But I mean, if you're seeing the strobing of lights at your site, I wouldn't think it was because you accidentally miswired AC the same way. If on purpose, you would have already told them how to fix it.
If related to the type of lights used, are you and customer using LED? Have you tried incandescent?
For a light to completely turn off, then on, either suggests voltage drops to near zero (time scale of a second in the video), or to the point of causing electronic ballast to turn off. Might have a turn-on delay.
Or, electronic control signals (including inadvertent response to interference.)
I was recently at an EMC lab with equipment being tested. Injection of 10Vrms RF on top of AC caused a PDU (controllable power strip) to switch AC on and off, blowing up power supply in another box. It was certified to 3V lab environment, but not 10V industrial.

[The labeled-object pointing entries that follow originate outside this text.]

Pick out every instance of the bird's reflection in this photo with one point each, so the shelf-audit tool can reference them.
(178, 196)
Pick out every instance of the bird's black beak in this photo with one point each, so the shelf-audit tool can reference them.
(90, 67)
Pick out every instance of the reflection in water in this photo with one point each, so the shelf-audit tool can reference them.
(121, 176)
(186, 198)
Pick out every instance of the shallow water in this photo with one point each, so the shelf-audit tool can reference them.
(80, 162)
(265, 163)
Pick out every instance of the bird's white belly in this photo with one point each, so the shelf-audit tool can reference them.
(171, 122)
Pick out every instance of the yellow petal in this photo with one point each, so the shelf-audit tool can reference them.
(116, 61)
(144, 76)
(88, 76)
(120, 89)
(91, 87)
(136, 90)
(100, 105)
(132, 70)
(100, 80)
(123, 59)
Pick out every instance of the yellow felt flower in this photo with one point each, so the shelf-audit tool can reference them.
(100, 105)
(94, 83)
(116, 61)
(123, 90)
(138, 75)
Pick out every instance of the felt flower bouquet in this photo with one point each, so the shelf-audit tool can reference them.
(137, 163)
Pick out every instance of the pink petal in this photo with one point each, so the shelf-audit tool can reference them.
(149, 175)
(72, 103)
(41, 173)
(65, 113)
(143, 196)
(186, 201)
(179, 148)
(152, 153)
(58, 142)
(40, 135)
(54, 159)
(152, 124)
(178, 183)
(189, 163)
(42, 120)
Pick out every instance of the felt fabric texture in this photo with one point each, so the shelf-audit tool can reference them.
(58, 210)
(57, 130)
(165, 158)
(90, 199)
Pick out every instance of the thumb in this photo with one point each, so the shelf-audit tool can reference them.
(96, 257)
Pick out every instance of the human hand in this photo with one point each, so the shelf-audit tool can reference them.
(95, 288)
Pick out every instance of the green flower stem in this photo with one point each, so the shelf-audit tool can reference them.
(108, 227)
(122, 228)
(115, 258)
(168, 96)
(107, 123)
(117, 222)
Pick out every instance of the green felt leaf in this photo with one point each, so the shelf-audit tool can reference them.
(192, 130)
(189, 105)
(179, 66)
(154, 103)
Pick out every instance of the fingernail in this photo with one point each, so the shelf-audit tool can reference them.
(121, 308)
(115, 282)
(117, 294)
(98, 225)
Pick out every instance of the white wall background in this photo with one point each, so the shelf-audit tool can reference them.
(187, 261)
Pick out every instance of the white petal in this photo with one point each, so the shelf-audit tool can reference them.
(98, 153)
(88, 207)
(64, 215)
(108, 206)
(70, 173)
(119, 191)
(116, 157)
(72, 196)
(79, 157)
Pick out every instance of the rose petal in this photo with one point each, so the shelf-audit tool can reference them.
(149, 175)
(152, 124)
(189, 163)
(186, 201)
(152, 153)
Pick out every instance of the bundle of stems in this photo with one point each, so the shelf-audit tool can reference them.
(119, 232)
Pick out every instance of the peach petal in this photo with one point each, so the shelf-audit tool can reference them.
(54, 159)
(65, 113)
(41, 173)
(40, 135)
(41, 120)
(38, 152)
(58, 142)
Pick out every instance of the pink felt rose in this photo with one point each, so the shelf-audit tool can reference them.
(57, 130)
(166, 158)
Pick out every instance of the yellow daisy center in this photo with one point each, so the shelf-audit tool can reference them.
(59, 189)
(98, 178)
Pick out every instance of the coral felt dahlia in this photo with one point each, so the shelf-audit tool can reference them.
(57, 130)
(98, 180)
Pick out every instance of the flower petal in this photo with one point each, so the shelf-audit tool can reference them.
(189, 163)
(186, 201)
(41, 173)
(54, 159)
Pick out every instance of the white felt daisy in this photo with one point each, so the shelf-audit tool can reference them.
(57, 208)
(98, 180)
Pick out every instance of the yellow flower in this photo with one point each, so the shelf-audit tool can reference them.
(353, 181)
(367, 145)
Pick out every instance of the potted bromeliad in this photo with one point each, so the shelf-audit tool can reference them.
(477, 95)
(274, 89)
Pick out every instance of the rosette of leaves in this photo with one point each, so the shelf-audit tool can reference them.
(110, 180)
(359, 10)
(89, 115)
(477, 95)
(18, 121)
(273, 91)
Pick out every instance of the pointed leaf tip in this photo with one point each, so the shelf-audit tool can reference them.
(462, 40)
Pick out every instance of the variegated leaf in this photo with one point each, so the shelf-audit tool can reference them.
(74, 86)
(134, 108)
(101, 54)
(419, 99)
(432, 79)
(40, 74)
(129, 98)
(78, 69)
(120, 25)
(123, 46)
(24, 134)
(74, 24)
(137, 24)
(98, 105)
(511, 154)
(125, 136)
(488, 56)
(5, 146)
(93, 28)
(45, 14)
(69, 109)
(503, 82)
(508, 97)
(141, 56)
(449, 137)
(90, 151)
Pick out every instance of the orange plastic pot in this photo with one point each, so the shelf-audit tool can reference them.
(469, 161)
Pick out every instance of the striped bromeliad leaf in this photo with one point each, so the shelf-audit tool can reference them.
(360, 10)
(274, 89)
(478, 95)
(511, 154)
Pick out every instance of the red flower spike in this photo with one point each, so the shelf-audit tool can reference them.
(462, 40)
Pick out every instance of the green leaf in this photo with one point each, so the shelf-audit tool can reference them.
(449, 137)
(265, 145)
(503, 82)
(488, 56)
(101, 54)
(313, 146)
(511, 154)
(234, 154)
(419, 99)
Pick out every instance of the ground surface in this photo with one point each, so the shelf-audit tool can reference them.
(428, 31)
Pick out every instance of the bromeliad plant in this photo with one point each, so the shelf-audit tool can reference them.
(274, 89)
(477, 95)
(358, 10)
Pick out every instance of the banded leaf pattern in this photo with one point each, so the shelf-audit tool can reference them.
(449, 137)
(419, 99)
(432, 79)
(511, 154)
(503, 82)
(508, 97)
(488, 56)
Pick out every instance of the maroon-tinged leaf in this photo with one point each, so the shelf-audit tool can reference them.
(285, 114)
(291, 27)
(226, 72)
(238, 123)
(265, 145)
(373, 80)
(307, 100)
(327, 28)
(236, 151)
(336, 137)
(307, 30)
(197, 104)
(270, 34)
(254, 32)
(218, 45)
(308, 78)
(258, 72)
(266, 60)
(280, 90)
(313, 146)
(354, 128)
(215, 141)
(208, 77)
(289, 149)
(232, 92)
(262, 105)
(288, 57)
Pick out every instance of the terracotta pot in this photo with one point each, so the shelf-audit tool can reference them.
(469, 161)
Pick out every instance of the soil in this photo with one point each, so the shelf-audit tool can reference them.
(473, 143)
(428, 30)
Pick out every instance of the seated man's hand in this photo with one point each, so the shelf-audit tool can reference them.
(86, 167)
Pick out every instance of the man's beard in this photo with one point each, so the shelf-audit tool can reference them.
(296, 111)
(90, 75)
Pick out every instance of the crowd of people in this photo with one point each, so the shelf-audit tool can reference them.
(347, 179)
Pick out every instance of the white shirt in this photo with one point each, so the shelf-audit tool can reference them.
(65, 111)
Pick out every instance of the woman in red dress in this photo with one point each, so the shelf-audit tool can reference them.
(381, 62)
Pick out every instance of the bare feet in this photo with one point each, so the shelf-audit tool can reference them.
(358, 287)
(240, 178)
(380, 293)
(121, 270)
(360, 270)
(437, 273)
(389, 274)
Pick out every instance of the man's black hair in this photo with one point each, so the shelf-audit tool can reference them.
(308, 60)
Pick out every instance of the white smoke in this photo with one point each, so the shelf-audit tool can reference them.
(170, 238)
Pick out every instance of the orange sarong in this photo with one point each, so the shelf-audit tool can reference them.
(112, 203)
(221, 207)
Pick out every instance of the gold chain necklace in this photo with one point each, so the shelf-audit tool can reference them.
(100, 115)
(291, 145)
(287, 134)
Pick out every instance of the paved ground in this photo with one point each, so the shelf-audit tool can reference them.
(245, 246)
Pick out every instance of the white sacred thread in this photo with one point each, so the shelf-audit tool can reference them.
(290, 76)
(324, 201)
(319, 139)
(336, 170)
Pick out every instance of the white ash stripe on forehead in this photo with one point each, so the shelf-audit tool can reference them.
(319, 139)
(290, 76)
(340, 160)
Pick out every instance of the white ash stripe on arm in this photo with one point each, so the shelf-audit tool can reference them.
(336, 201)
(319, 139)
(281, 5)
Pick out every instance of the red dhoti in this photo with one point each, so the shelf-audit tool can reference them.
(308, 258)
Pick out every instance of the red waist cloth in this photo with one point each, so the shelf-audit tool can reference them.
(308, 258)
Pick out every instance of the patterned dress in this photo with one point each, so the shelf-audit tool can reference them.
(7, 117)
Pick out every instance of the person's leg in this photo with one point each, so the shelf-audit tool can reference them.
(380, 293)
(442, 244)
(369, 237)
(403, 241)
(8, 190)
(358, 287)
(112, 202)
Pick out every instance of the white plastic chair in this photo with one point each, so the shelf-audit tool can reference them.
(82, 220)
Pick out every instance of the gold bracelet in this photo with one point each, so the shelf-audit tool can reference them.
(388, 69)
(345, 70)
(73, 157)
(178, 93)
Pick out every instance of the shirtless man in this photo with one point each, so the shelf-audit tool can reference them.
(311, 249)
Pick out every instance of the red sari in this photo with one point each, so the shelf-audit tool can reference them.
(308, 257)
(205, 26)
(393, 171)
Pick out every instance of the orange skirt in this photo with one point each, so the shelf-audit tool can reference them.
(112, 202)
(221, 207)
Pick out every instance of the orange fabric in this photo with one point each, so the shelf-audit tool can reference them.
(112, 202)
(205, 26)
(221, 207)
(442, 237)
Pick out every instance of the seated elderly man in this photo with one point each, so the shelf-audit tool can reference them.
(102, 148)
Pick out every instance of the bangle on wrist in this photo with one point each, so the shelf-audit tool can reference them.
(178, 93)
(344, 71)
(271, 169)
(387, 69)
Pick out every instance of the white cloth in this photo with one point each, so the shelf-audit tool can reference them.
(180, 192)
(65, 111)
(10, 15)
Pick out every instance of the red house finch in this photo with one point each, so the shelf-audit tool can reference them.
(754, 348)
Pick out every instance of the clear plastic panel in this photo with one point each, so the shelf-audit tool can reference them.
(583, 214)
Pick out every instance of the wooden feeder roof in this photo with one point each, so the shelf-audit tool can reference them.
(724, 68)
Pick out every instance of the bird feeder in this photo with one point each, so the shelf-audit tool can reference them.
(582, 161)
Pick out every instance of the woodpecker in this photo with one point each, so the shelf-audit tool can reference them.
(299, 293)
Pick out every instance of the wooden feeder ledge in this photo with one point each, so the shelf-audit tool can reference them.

If you haven't seen anything wrong with the waveform, go back and look again.
It is almost certainly bad, either viewed over a longer timescale to capture the dropouts, or a shorter timescale to see high frequencies.
Between time domain and frequency domain displays, it should become clear. I hadn't thought scope could do it, but an 8 bit scope can clearly resolve -70 dB peaks (down 1000:1 below fundamental). Signals below ADC resolution and below noise floor, which are repetitive, can be seen with FFT.